With the apiserver we can now identify the containers, but the apiserver does not give the PIDs into the containers. You can see in the logs that all pid list are empty. The cgroup metrics can only be extracted if we have the pid of a process in the cgroup....
The PID information comes from the eBPF code, which is probably not working.
How is this environment? Is it bare-metal or VM?
How k8s was deployed? Mini-clusters like Kind and minikube does not expose the host /proc
folder by default.
So, when we create a kind cluster we mount the host folder so that Kepler can access the pid informations.
This Kubernetes environment has been deployed using Openstack Magnum on VMs.
@fadam-csgroup
Can you check if you have visibility of the PIDs?

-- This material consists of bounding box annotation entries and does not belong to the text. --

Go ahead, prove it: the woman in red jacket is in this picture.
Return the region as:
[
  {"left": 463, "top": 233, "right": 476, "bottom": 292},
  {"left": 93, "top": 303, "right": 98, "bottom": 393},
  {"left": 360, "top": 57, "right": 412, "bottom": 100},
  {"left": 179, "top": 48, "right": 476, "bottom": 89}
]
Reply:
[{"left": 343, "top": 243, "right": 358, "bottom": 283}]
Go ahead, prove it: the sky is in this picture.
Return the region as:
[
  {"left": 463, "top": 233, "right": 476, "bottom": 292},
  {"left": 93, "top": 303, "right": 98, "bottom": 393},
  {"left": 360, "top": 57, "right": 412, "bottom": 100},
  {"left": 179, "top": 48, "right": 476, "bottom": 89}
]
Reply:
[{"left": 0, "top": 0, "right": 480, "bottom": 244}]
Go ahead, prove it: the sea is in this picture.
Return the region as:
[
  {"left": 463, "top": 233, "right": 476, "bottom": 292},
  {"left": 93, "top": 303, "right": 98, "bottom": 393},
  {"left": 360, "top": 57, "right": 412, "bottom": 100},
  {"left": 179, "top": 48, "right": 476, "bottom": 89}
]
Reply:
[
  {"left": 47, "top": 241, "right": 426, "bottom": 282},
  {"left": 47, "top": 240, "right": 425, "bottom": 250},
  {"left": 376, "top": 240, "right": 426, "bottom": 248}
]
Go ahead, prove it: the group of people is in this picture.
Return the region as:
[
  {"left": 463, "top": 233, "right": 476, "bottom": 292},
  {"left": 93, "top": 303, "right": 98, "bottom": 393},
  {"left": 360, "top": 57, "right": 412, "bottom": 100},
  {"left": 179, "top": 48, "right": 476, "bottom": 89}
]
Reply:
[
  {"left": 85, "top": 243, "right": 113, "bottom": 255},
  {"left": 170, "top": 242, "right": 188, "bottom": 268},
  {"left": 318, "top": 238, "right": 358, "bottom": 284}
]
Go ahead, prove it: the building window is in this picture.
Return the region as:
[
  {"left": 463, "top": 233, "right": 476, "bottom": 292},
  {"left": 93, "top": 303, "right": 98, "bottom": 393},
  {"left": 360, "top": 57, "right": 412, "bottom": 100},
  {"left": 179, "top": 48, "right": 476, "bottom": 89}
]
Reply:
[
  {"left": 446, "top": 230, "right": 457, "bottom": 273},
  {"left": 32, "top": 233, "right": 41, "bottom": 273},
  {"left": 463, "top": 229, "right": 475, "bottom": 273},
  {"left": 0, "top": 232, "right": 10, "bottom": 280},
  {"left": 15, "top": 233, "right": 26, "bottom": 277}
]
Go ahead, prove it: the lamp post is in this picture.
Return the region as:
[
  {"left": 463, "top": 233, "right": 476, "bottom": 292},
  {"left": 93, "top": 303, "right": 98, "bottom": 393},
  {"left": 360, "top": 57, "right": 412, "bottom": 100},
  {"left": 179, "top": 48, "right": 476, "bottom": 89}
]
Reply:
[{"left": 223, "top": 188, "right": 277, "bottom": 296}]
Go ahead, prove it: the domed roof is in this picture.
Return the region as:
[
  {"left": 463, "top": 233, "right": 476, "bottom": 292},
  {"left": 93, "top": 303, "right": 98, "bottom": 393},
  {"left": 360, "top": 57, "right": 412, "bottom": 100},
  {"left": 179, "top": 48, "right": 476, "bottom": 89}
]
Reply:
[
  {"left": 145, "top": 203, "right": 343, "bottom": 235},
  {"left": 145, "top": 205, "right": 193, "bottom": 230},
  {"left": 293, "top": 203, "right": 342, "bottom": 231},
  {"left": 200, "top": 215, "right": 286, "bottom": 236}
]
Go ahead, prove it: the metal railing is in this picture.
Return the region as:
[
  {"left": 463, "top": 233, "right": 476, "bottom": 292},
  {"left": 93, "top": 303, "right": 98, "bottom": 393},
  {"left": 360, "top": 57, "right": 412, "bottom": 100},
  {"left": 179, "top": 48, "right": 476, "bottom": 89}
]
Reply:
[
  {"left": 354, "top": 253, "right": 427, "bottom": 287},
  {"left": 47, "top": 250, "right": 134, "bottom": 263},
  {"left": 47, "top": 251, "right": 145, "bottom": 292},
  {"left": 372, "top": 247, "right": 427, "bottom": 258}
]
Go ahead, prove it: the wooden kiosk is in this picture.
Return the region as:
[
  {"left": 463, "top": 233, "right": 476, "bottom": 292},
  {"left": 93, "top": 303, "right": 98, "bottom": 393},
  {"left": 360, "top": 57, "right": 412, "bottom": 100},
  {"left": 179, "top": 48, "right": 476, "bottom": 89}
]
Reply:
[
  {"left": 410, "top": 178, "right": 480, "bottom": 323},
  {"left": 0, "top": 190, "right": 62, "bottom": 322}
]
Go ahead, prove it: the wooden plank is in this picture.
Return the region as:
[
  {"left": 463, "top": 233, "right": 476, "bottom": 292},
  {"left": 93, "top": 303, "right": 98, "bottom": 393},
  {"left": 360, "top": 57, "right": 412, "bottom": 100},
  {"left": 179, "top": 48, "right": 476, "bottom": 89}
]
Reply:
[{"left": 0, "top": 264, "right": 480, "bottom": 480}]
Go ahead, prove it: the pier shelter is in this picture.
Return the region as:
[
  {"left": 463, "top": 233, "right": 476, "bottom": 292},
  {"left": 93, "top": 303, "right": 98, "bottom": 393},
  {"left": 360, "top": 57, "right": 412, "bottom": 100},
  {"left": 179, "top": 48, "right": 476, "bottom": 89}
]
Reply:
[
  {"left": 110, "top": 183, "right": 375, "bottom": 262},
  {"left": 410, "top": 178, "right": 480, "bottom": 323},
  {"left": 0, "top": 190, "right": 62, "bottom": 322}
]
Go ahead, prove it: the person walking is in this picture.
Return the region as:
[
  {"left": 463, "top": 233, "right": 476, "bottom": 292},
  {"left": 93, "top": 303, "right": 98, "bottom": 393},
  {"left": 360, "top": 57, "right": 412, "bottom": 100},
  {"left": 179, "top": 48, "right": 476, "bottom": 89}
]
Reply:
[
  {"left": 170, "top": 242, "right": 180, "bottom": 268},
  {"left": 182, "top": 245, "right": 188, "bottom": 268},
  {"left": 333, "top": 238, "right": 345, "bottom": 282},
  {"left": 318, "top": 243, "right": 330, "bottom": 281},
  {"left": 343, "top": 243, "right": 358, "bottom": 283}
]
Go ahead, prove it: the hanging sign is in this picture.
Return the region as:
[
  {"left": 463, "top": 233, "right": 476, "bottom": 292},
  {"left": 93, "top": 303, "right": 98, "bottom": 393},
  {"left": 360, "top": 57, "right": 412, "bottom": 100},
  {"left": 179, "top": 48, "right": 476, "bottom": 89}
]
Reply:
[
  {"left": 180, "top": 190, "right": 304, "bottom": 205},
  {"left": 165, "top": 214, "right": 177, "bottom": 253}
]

The command oc exec -it -n kepler service/kepler-exporter -- ls /proc
should show a lot of PIDs.
@marceloamaral
Yes, the command give me lots of PIDs:
$ kubectl -n monitoring exec -it ds/kepler -- ls /proc -1 | grep -E '^[0-9]+$' | wc -l
553
@fadam-csgroup can you please share the Kepler logs? Put it in https://pastebin.com/
@marceloamaral Here are the logs: https://pastebin.com/2i7RX0Y8
I0629 12:29:27.877410 1 process_metric.go:147] cannot extract: container_cpu_usage_seconds_total
I0629 12:29:27.877413 1 process_metric.go:147] cannot extract: container_memory_working_set_bytes
I0629 12:29:27.877418 1 process_metric.go:147] cannot extract: cgroupfs_memory_usage_bytes
I0629 12:29:27.877421 1 process_metric.go:147] cannot extract: cgroupfs_kernel_memory_usage_bytes
I0629 12:29:27.877424 1 process_metric.go:147] cannot extract: cgroupfs_tcp_memory_usage_bytes
I0629 12:29:27.877427 1 process_metric.go:147] cannot extract: cgroupfs_cpu_usage_us
I0629 12:29:27.877431 1 process_metric.go:147] cannot extract: cgroupfs_system_cpu_usage_us
I0629 12:29:27.877434 1 process_metric.go:147] cannot extract: cgroupfs_user_cpu_usage_us
this is probably the same issue as https://github.com/sustainable-computing-io/kepler/discussions/750#discussioncomment-6265641
@mcalman
@fadam-csgroup on your setup, is CPU and memory accounting turned on? The following is from my setup, the cpu and memory accounting are turned on for kubelet
# sudo systemctl show kubelet |grep -i accounting
CPUAccounting=yes
IOAccounting=no
BlockIOAccounting=yes
MemoryAccounting=yes
TasksAccounting=yes
IPAccounting=no
@rootfs
It seems that Memory accounting in enable but CPU is not:
# systemctl show kubelet |grep -i accounting
CPUAccounting=no
IOAccounting=no
BlockIOAccounting=no
MemoryAccounting=yes
TasksAccounting=yes
IPAccounting=no